W tym samym czasie rozpoczęła się wielka gra terenowa dla zastępów, w której wzięły udział trzy plutony Szesnastki. Fabuła nawiązywała do obrony Lwowa przed Ukraińcami w 1919 roku. Pierwsza część gry polegała na odnalezieniu w terenie zaznaczonych na mapkach punktów i wykonaniu zadań, jakie przygotowali przeszkodowi. Teren wokół obszaru zlotowego opisano na mapie z wykorzystaniem nazw ulic, placów i obiektów Lwowa. Była więc ulica Wały Hetmański, była „Kawiarnia Szkocka", była Szkoła Panien, Łyczaków, opera, ulice Stryjeńska, Kopernika, Teatralna, Płatewna i inne. W punktach czekały na harcerzy zadania o różnym stopniu trudności i z różnych dziedzin. Np. w szkole w Lucieniu, gdzie znajdowała się „Drukarnia", należało sformułować odezwy i zorganizować zbiórki, wczuwając się w atmosferę przygotowań do obrony Lwowa przed Ukraińcami. Z kolei w „Kawiarni Szkockiej", w której spotykali się lwowscy matematycy, harcerze mieli do rozwiązania zadania logiczne, przyczepione do drzew na obszarze ograniczonym trzema leśnymi przecinkami, imitującymi lwowskie ulice (na drzewach wisiały również tablice z nazwami ulic). Przeszkodę w Kawiarni Szkockiej obsługiwali instruktorzy Szesnastki. Zadania były nagradzane punktami, oznaczającymi liczbę ochotników zwerbowanych do harcerstwa.
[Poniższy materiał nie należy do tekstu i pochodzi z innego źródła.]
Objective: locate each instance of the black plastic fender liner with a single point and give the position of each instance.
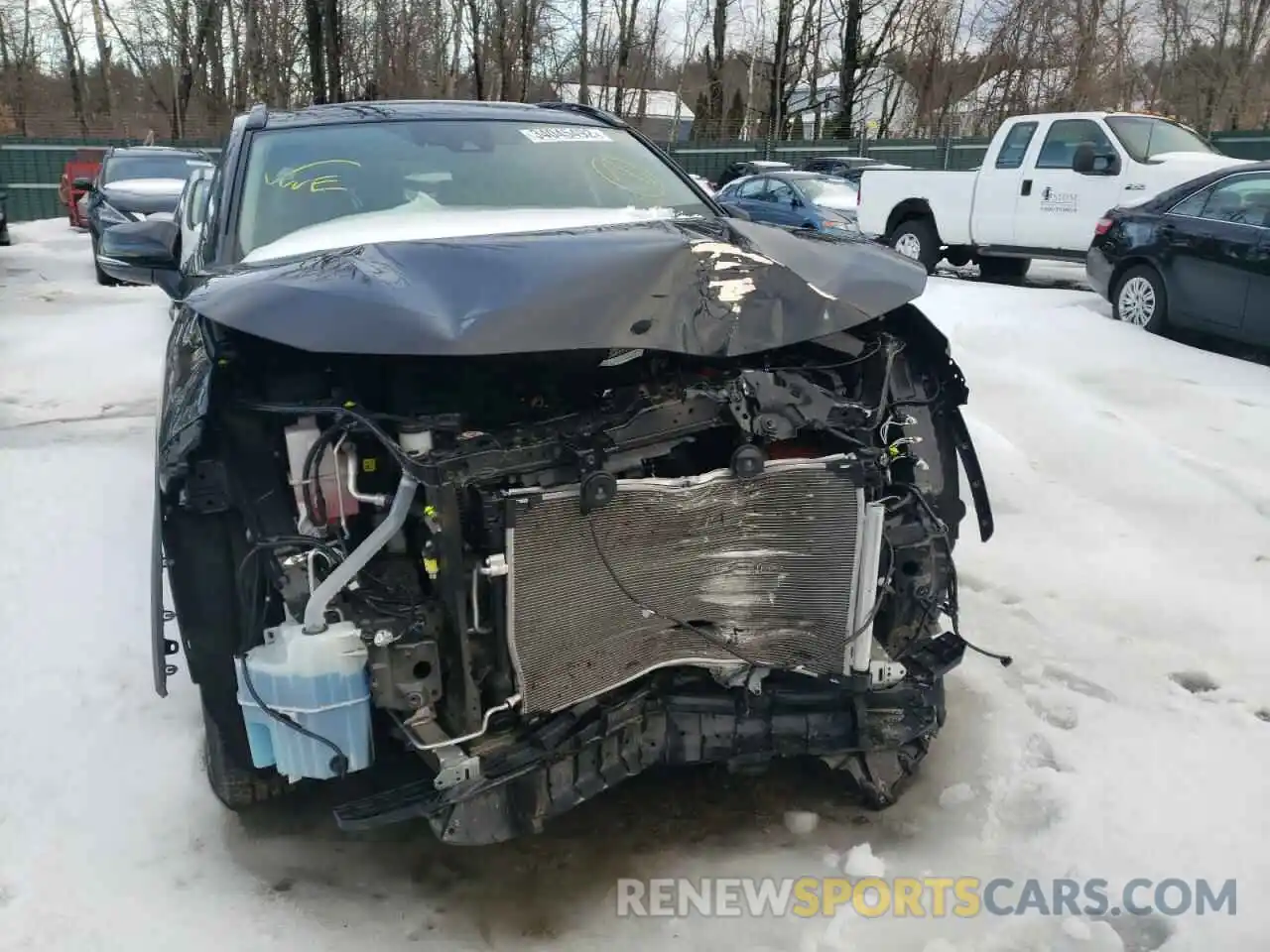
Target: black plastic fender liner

Dokładnie w południe gra została niespodziewanie przerwana. Na "ulicach Lwowa" pojawiły się obwieszczenia wzywające Polaków do obrony miasta przed Ukraińcami. Patrole otrzymały nowe rozkazy stawienia się w wyznaczonych punktach zbornych.
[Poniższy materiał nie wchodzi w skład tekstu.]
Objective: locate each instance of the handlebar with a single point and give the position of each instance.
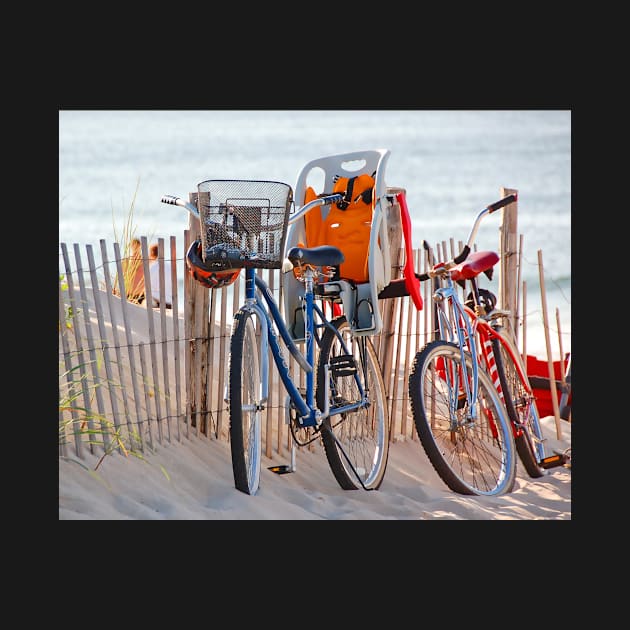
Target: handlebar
(322, 200)
(442, 268)
(177, 201)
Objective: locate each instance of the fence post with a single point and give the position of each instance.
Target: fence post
(508, 284)
(197, 321)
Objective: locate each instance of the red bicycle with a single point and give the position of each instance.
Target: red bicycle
(465, 382)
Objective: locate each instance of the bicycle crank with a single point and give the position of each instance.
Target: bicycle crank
(283, 469)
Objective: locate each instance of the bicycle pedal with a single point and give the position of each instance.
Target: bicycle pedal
(281, 470)
(557, 459)
(343, 365)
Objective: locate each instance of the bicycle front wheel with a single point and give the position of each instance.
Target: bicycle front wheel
(245, 403)
(470, 447)
(521, 408)
(357, 442)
Druga część gry zastępów polegała na zorganizowaniu obrony w kilku miejscach wirtualnego miasta. Na leśnych polankach i przecinkach ustawiły się więc roty obrońców, których atakowali Ukraińcy (jako żywo przypominający instruktorów obsadzających przeszkody w poprzedniej części gry, tyle, że przystrojonych żółtymi kokardami). Bronią były kulki papieru oklejonego taśmami: białymi dla Polaków i brązowymi dla Ukraińców. Każdy trafiony Polak musiał wydać swój dowód osobisty, a Ukrainiec – zielony paszport. Gra zakończyła się bitwą o lwowski rynek, którą oczywiście Ukraińcy przegrali. Zwycięzcy wywiesili polska flagę i odśpiewali Rotę. A po zwycięstwie, dla uczczenia tego sukcesu – Polacy zaczęli się sami bombardować papierowymi kulami. Na zakończenie, cała amunicja został pozbierana i złożona w centralnym punkcie rynku, a obrońcy w dobrej komitywie z atakującymi udali się do obozu. 

 

II Pluton na grze.

 

W południe Lwów zaatakowali Ukraińcy oznaczeni żółtymi wstążkami. 

 

Zacięta walka o Rynek.

 

Walczono posługując się papierowymi kulami. 

 

Radość zwycięstwa - Rynek zdobyty.

 

Po wywieszeniu biało czerwonej flagi odśpiewano Rotę.

 

Dwójkowa kolumna Chorągwi w drodze do obozu.

 

Szesnastka w drodze powrotnej.

Gra była nawet dość ciekawa, nieźle przygotowana i rozegrana, ale w drugiej części punkty wyznaczone do obrony był zbyt odległe od siebie, więc nie wszyscy Polacy mieli w końcu szczęście zetrzeć się z Ukraińcami. Niektórzy z harcerzy 16 WDH tradycyjnie już postanowili przejść suchą noga wszystkie wodne przeszkody terenowe w okolicy, co, jak wiadomo, udaje się tylko wówczas, gdy prowadzi Mojżesz, a nie Krzysiek Pasternak.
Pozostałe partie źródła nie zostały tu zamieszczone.